Effect of V on the Precipitation Behavior of Ti−Mo Microalloyed High-Strength Steel

In this work, the precipitates in Ti−Mo−V steel were systematically characterized by high-resolution transmission electron microscopy (HRTEM). The thermodynamics and kinetics of precipitates in Ti−Mo and Ti−Mo−V steels were theoretically analyzed, and the effect of vanadium on the precipitation behavior was clarified. The results showed that the precipitation volume fraction of the Ti−Mo−V steel was significantly higher than that of Ti−Mo steel. The randomly dispersed precipitation and interphase precipitation (Ti, Mo, V)C particles coexisted in the Ti−Mo−V steel. When the temperature was higher than 872 °C, the addition of vanadium could increase the driving force for (Ti, Mo, V)C precipitation in austenite, resulting in an increased nucleation rate and shortened incubation period, promoting the (Ti, Mo, V)C precipitation.
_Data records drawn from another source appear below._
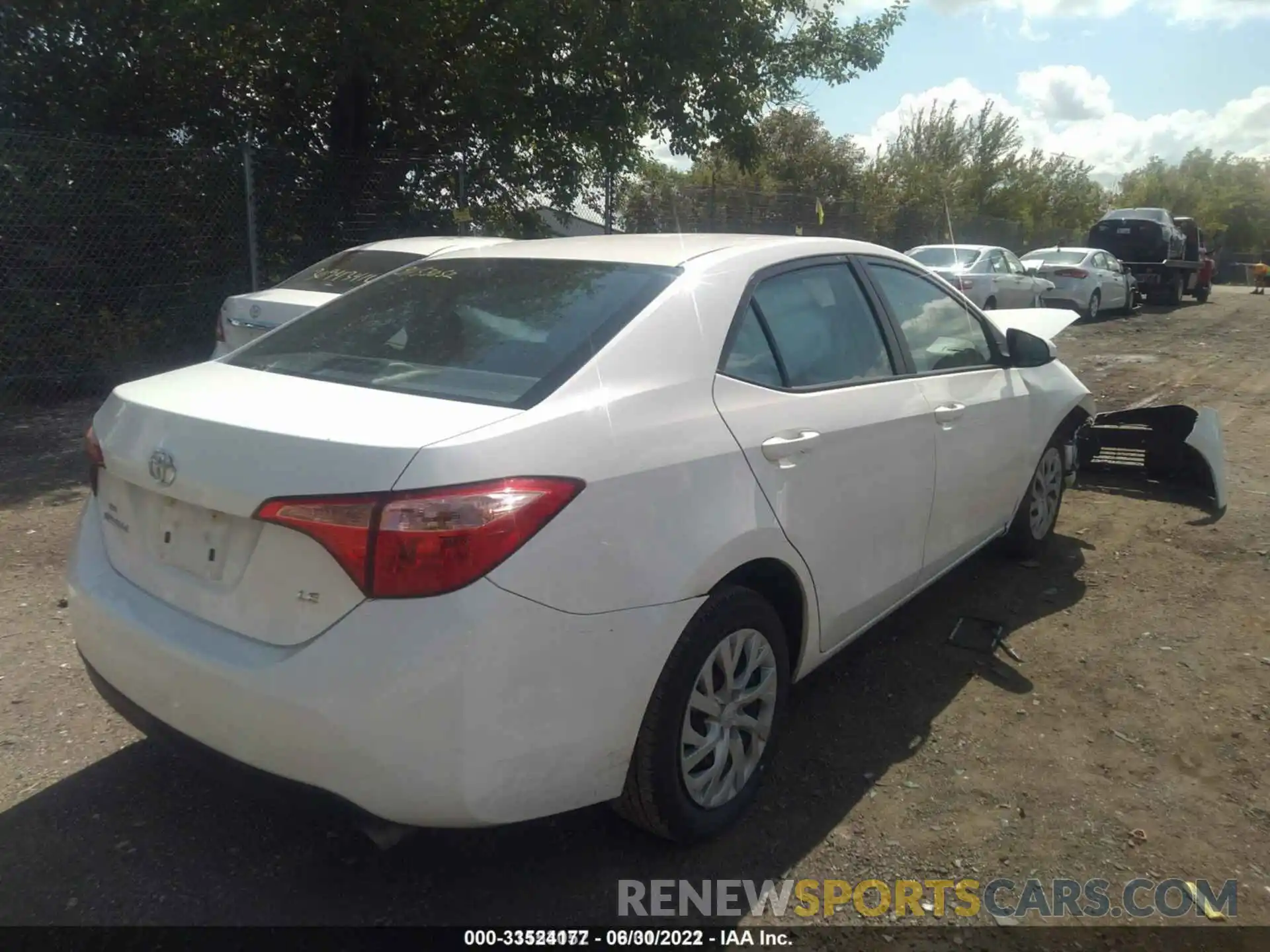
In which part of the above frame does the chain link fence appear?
[15,130,1249,403]
[618,182,1085,254]
[0,130,479,404]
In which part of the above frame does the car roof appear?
[431,232,897,268]
[357,235,512,255]
[1025,245,1110,255]
[913,244,1005,251]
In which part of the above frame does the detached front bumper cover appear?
[1077,405,1226,516]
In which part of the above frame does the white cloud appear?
[1019,66,1113,122]
[842,0,1270,25]
[857,72,1270,185]
[640,136,692,170]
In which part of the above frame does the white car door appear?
[866,258,1035,580]
[991,247,1031,307]
[714,259,936,650]
[1002,251,1042,307]
[1093,251,1124,309]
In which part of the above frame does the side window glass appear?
[868,262,992,373]
[754,264,894,387]
[722,305,781,387]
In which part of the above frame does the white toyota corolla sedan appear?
[69,235,1093,840]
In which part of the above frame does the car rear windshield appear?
[1024,251,1088,264]
[278,249,421,294]
[908,247,979,268]
[228,258,679,409]
[1103,208,1168,225]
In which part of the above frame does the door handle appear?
[762,430,820,466]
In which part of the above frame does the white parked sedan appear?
[69,235,1093,840]
[1023,247,1136,320]
[212,237,511,359]
[904,245,1054,311]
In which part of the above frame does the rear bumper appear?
[67,499,701,826]
[80,653,381,820]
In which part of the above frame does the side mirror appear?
[1006,327,1058,367]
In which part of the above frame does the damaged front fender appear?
[1077,404,1226,516]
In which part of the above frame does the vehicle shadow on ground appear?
[1077,468,1224,526]
[0,399,101,506]
[0,536,1091,928]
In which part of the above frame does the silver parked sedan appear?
[1024,247,1136,317]
[904,245,1054,311]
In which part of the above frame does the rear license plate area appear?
[150,499,231,581]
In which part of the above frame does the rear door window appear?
[228,258,679,409]
[868,266,995,373]
[277,249,421,294]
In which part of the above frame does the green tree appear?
[1115,149,1270,251]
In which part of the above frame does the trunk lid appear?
[1089,218,1169,262]
[93,363,519,645]
[221,288,339,350]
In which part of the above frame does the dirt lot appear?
[0,288,1270,926]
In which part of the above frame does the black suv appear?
[1089,208,1187,262]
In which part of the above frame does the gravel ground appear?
[0,288,1270,929]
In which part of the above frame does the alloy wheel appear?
[1027,447,1063,539]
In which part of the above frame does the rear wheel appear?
[613,588,790,843]
[1167,274,1183,307]
[1085,291,1103,321]
[1006,436,1066,557]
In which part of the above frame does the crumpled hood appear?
[984,307,1081,340]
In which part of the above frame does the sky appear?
[653,0,1270,186]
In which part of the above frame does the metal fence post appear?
[243,139,261,291]
[605,169,613,235]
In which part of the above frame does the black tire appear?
[1166,274,1185,307]
[1119,284,1135,317]
[1081,291,1103,321]
[613,586,790,843]
[1006,434,1067,559]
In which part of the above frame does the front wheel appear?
[613,588,790,843]
[1006,438,1066,557]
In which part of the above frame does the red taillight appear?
[84,426,105,496]
[255,476,583,598]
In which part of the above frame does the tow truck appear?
[1088,208,1213,306]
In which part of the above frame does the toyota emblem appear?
[150,450,177,486]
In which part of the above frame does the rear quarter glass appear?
[277,250,419,294]
[229,258,681,409]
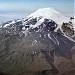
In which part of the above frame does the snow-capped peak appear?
[27,7,69,25]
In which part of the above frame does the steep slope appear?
[0,8,75,75]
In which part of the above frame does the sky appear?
[0,0,75,22]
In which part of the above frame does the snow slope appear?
[27,8,69,24]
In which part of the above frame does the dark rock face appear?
[0,18,75,75]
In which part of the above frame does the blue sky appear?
[0,0,75,20]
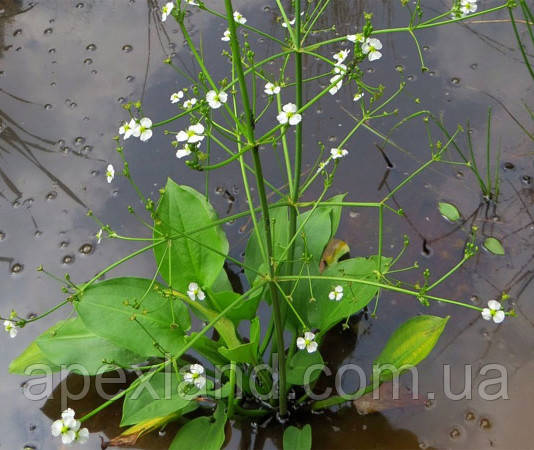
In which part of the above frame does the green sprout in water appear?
[2,0,531,449]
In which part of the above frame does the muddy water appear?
[0,0,534,449]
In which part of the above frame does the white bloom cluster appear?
[184,364,206,389]
[482,300,505,323]
[297,331,318,353]
[119,117,153,142]
[4,320,19,338]
[52,408,89,445]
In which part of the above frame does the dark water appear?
[0,0,534,449]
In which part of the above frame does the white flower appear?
[330,148,349,159]
[482,300,505,323]
[362,38,382,61]
[334,50,350,64]
[139,117,152,142]
[297,331,318,353]
[4,320,19,338]
[187,283,206,301]
[328,75,343,95]
[176,144,192,158]
[51,408,89,445]
[276,103,302,125]
[328,286,343,302]
[282,19,296,28]
[184,97,197,109]
[106,164,115,183]
[184,364,206,389]
[347,33,365,43]
[263,82,280,95]
[170,91,184,103]
[161,2,174,22]
[176,123,204,144]
[221,28,230,42]
[234,11,247,25]
[460,0,478,16]
[206,91,228,109]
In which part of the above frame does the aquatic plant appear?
[2,0,514,449]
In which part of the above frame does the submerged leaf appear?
[484,237,505,256]
[438,202,461,222]
[373,316,449,382]
[284,424,311,450]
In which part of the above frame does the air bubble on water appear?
[62,255,74,264]
[79,244,93,255]
[11,263,24,273]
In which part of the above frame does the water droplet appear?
[63,255,74,264]
[80,244,93,255]
[465,411,477,422]
[11,263,24,273]
[449,427,462,439]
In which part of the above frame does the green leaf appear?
[169,405,227,450]
[9,341,61,375]
[154,179,228,293]
[35,317,143,375]
[484,237,505,256]
[284,424,311,450]
[286,350,324,386]
[121,372,198,427]
[373,316,449,382]
[75,278,191,356]
[306,257,391,333]
[438,202,461,222]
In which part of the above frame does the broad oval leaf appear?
[438,202,461,222]
[484,237,505,256]
[75,278,191,356]
[154,179,228,293]
[373,316,449,382]
[284,424,311,450]
[286,350,324,386]
[169,405,227,450]
[35,317,143,375]
[121,372,198,426]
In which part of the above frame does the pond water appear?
[0,0,534,449]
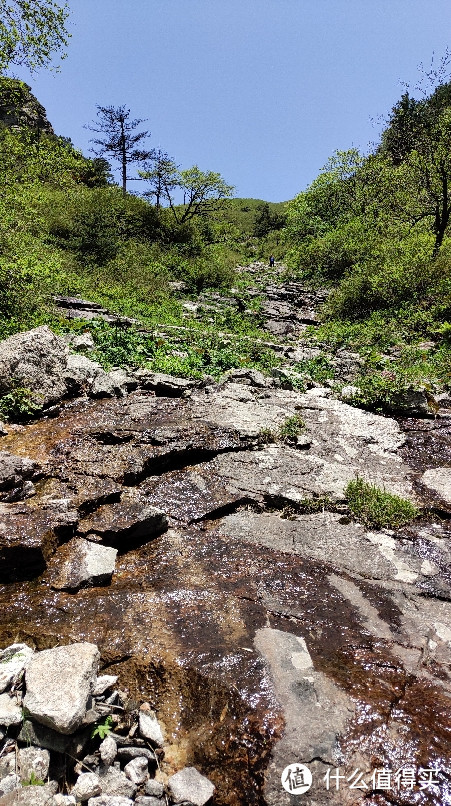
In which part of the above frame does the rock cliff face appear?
[0,294,451,806]
[0,78,54,134]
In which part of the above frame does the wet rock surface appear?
[0,280,451,806]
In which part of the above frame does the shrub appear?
[345,476,419,529]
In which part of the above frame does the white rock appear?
[124,756,148,786]
[421,467,451,504]
[0,752,16,780]
[0,694,22,727]
[139,711,164,747]
[72,772,102,803]
[0,772,21,797]
[24,643,100,735]
[17,747,50,781]
[92,674,118,697]
[88,795,133,806]
[144,778,164,798]
[99,736,117,767]
[168,767,215,806]
[99,766,136,798]
[0,644,33,694]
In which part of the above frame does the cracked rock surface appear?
[0,311,451,806]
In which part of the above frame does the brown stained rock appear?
[0,325,68,407]
[139,470,247,523]
[45,537,117,591]
[78,490,167,550]
[0,500,78,582]
[24,642,100,735]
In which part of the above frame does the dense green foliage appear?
[0,0,69,71]
[285,77,451,400]
[345,478,419,529]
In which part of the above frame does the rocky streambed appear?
[0,288,451,806]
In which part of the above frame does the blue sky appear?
[9,0,451,201]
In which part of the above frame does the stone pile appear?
[0,643,214,806]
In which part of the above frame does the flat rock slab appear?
[255,627,354,806]
[218,511,422,582]
[420,467,451,506]
[24,643,100,735]
[0,694,22,728]
[78,490,168,549]
[0,500,78,582]
[46,537,117,591]
[0,644,33,693]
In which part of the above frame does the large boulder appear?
[24,643,100,735]
[0,325,68,408]
[44,537,117,591]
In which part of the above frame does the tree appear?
[85,105,154,196]
[138,149,179,210]
[162,165,235,224]
[254,202,286,238]
[0,0,70,72]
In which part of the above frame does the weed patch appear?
[345,477,419,529]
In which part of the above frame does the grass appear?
[345,476,419,529]
[279,414,305,440]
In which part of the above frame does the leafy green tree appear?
[85,105,153,196]
[168,165,235,224]
[254,202,286,238]
[138,149,179,210]
[0,0,70,72]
When the temperature was lower than 872 °C, the driving force for (Ti, Mo, V)C precipitation in austenite was lower than that for (Ti, Mo)C precipitation, and the incubation period of (Ti, Mo, V)C precipitation was increased. Moreover, it was also found that the precipitated-time-temperature curve of (Ti, Mo, V)C precipitated in the ferrite region was “C” shaped, but that of (Ti, Mo)C was “ε” shaped, and the incubation period of (Ti, Mo, V)C was significantly shorter than that of (Ti, Mo)C.